The most disappointing numbers came from the Czech Republic, where the economy contracted for a sixth consecutive quarter. Real GDP fell by 0.8 percent on the quarter, deeper than market expectations for a 0.1 percent decline.
"High dependency on exports, both in relation to GDP (85 percent), and their destination (63 percent goes to the euro area) will limit the country's capacity to recover swiftly, and most likely result in another year of contraction," said Zatorska.
(Read More: Euro Zone Economy Shrinks in Longest Ever Recession)
Nicholas Spiro of Spiro Sovereign Strategy concurred with Zatorska regarding the detrimental impact of Germany's slowdown on the Czech Republic and other countries in the region.
"The after-effects of the euro zone crisis are being felt throughout central Europe. Clearly the fact that Germany has been hit harder than many thought six months ago has undermined the prospects for growth, particularly in the small export-orientated open economies like Hungary, Czech Republic and Slovakia," Spiro told CNBC.

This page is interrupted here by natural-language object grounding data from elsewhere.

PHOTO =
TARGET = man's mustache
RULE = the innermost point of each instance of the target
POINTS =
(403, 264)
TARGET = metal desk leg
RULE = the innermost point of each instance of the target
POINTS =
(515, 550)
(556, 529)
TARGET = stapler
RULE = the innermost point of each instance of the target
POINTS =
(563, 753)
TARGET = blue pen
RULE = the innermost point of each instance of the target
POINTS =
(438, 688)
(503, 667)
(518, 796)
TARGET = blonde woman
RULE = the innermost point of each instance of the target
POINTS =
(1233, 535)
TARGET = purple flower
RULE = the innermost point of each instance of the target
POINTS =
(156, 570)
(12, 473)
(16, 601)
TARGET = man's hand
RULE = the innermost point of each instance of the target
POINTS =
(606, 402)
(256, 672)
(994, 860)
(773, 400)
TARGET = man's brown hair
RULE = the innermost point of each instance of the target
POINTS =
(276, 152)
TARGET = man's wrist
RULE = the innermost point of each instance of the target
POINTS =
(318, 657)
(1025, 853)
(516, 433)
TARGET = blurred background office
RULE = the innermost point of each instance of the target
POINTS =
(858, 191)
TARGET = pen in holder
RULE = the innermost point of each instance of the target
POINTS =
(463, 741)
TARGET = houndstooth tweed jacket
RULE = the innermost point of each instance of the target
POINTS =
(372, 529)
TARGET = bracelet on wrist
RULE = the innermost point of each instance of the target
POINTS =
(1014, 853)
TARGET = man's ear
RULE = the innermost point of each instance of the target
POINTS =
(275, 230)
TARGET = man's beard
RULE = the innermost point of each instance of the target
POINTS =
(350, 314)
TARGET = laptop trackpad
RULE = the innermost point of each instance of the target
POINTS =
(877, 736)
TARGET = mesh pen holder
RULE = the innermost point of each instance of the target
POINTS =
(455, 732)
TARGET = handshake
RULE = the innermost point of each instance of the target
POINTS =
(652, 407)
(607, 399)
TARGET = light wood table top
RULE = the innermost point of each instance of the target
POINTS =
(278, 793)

Polish growth was also weak in the first quarter, with real GDP expanding only 0.1 percent on the quarter. "This was a second consecutive quarter of a particularly weak expansion in the Polish economy, undermined by deficient domestic demand and a sharp deceleration of export growth," said Zatorska, who forecast the country, viewed as bellweather for Eastern Europe, will grow by only 1.3 percent in 2013.
(Read More: Poland to Grow Ireland-Style as Crisis Heads East)

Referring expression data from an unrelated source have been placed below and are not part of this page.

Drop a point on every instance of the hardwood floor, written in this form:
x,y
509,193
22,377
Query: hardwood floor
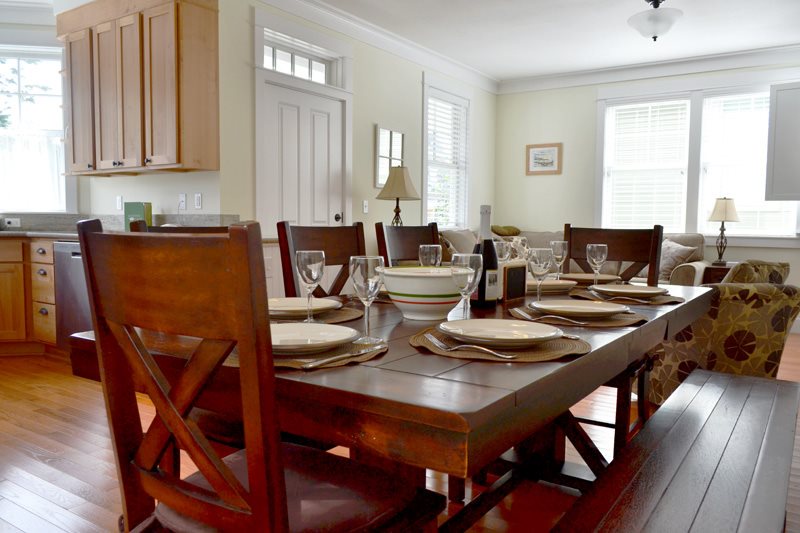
x,y
57,470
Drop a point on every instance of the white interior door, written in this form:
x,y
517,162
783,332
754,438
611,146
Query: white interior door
x,y
300,168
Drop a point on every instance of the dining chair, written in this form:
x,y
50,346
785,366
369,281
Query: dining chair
x,y
211,288
338,243
141,226
401,243
634,249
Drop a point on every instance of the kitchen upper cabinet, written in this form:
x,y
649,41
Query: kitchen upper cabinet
x,y
80,122
156,83
783,156
118,93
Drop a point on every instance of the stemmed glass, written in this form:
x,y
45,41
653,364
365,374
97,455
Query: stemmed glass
x,y
430,254
559,255
466,271
366,271
310,266
596,254
540,260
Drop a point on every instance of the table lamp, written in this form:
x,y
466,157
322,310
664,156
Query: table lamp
x,y
398,187
724,211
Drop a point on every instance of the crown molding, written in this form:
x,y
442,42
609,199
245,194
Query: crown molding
x,y
325,15
765,57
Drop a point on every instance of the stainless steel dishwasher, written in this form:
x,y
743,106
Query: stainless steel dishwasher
x,y
72,298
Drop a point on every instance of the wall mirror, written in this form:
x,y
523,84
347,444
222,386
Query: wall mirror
x,y
389,152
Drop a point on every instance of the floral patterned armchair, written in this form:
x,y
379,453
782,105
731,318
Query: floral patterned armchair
x,y
744,332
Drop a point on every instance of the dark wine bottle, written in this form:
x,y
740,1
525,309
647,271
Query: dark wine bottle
x,y
489,286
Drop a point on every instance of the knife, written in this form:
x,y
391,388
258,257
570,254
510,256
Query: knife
x,y
319,362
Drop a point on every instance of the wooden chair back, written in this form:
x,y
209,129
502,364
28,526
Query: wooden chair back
x,y
211,288
401,243
640,247
141,226
338,243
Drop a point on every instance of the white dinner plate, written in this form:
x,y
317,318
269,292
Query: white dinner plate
x,y
552,286
634,291
499,333
298,307
578,308
301,338
587,279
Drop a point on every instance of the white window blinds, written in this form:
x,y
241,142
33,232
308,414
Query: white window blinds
x,y
645,162
733,164
446,159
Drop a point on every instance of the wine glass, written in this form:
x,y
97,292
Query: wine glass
x,y
540,260
310,266
559,255
430,254
466,271
366,271
596,254
502,249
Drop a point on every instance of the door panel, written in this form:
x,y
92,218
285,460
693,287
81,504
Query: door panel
x,y
300,171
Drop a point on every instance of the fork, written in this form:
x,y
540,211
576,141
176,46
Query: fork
x,y
527,316
474,347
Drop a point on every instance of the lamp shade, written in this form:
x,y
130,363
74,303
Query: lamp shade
x,y
398,186
724,211
655,22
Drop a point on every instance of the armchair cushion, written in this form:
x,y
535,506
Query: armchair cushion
x,y
744,332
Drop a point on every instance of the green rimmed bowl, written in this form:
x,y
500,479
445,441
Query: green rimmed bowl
x,y
421,293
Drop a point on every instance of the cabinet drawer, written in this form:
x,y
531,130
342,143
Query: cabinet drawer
x,y
44,322
41,252
11,251
43,283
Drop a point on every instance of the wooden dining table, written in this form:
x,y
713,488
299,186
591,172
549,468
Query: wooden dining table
x,y
412,410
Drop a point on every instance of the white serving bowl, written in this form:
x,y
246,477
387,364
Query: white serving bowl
x,y
421,293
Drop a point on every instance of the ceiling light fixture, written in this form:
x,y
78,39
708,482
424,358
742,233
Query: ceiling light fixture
x,y
655,22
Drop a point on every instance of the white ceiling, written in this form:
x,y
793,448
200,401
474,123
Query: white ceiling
x,y
511,39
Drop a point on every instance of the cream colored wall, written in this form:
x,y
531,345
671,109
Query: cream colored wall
x,y
387,90
546,202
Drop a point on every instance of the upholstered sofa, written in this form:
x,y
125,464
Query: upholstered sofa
x,y
682,261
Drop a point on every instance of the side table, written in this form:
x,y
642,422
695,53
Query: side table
x,y
715,273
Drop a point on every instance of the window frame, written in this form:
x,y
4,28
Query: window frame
x,y
440,88
50,53
696,90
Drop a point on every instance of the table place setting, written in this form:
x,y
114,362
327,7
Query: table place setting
x,y
499,340
626,294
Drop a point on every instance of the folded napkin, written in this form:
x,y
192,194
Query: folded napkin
x,y
618,320
544,351
662,299
297,361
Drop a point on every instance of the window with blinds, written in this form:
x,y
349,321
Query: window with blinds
x,y
645,164
446,159
733,163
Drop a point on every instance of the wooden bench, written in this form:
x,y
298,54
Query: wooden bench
x,y
715,457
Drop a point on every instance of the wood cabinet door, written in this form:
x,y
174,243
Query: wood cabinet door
x,y
105,95
12,302
160,85
80,122
129,90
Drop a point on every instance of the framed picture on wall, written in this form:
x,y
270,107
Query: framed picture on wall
x,y
541,159
389,152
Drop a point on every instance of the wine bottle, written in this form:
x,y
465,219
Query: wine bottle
x,y
489,286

While Hungary posted comparatively upbeat growth of 0.7 percent on the quarter, Zatorska warned the upturn could prove fragile.
"Private consumption is still muted, while the government might have to implement further fiscal cuts and freeze spending, if the planned 0.3 percent of GDP consolidation proves insufficient to narrow the budget to the required 3 percent of GDP this year," she said. The Hungarian economy contracted in every quarter last year, with performance significantly impaired by external shocks, such as a draught hitting the agriculture.